🤖 AI Summary
This work addresses the insufficient evaluation of decision correctness and explanation auditability for Text-to-SQL and RAG systems in regulatory compliance scenarios. We introduce the first benchmark explicitly designed for policy clauses, emphasizing evidence traceability. Our method features: (1) a fine-grained clause-binding mechanism that anchors each decision to specific statutory provisions; (2) a minimal-witness trace framework ensuring verifiable and auditable explanations; and (3) a Scenario Difficulty Index quantifying the trade-off between explanation quality and retrieval difficulty. Test scenarios are defined in YAML; SQL correctness is validated via result-set equivalence, explanation fidelity via clause-ID matching, and system behavior via multi-dimensional metrics—including retrieval effectiveness, latency, and hallucination rate. Experiments demonstrate that our benchmark significantly enhances explanation credibility and evaluation granularity under strict grounding and zero-peeking constraints.
📝 Abstract
ScenarioBench is a policy-grounded, trace-aware benchmark for evaluating Text-to-SQL and retrieval-augmented generation in compliance contexts. Each YAML scenario includes a no-peek gold-standard package with the expected decision, a minimal witness trace, the governing clause set, and the canonical SQL, enabling end-to-end scoring of both what a system decides and why. Systems must justify outputs using clause IDs from the same policy canon, making explanations falsifiable and audit-ready.
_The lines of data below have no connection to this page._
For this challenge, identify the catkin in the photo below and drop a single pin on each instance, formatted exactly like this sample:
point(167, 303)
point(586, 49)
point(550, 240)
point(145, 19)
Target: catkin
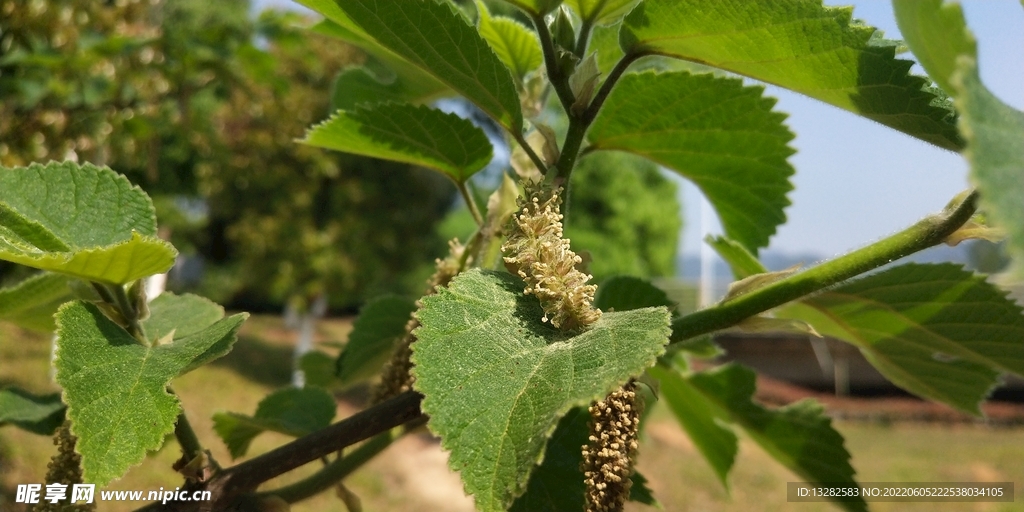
point(65, 468)
point(537, 252)
point(608, 458)
point(396, 377)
The evaluator reports decision accuracy, trace quality (completeness, correctness, order), retrieval effectiveness, SQL correctness via result-set equivalence, policy coverage, latency, and an explanation-hallucination rate. A normalized Scenario Difficulty Index (SDI) and a budgeted variant (SDI-R) aggregate results while accounting for retrieval difficulty and time. Compared with prior Text-to-SQL or KILT/RAG benchmarks, ScenarioBench ties each decision to clause-level evidence under strict grounding and no-peek rules, shifting gains toward justification quality under explicit time budgets.